Korean name
- Hangul: 대한합기도협회
- Hanja: 大韓合氣道協會
- Revised Romanization: Daehan Hapgido Hyeophoe
- McCune–Reischauer: Taehan Hapkido Hyŏphoe

= Korea Hapkido Federation =

South Korean martial arts organization

The Korea Hapkido Federation is the largest, wholly hapkido, governing body for the Korean martial art of hapkido in the world. It is made up of predominantly Korean born students and instructors or those individuals who have directly trained in South Korea. This organization is based in Seoul, South Korea and its president is Oh Se-Lim.

==Founder==
Ji Han Jae was the founder of the original Korea Hapkido Association (Dae Han Hapkido Hyub Hoe) in 1965. The first president of the Dae Han Hapkido Hyub Hoe was Park Jong-Kyu who was Head of Security Forces for the South Korean president. Later Kim Woo Joong, president of the Dae Woo company was elected president of the KHA. These political connections greatly increased the association's power and influence. The prime movers in this organization were members of Ji's original 'Sung Moo Kwan'.

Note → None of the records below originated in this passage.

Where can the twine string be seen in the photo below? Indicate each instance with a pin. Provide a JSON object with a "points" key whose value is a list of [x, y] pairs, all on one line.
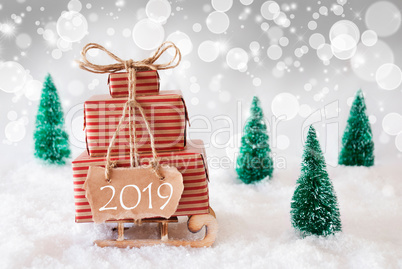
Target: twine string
{"points": [[131, 105]]}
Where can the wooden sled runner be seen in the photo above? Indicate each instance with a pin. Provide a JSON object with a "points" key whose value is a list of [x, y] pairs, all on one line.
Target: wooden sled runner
{"points": [[194, 225]]}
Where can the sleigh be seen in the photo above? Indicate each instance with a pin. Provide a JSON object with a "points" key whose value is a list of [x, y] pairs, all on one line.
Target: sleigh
{"points": [[193, 204]]}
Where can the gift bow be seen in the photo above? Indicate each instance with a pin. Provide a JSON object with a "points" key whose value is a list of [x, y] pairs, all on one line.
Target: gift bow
{"points": [[131, 67]]}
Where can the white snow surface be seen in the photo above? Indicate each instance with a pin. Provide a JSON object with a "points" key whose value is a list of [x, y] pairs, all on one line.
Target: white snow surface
{"points": [[38, 228]]}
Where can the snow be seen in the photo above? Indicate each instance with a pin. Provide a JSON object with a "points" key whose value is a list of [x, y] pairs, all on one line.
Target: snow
{"points": [[38, 228]]}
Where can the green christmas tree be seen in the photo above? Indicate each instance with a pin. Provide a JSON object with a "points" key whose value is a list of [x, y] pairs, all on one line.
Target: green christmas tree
{"points": [[314, 207], [51, 140], [357, 143], [254, 162]]}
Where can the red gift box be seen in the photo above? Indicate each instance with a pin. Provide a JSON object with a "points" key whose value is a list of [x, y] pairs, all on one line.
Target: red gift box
{"points": [[147, 83], [166, 114], [190, 162]]}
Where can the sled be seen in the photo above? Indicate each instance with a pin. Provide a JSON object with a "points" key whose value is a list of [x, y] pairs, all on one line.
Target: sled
{"points": [[194, 224]]}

The KHA later grew into the Republic of Korea Hapkido Association (Dae Han Min Gook Hyub Hoe) with the merging of Ji han Jae's 'Dae Han Hapkido Hyub Hoe', Kim Moo-Hong's 'Han Gook Hapkido Hyub Hoe' (Korean Hapkido Association) and Myung Jae Nam's 'Han Gook Hapki Hoe' (Korean Hapki Association) in 1973. Choi Dae-Hoon was elected president of the association with Ji Han Jae serving as senior vice president.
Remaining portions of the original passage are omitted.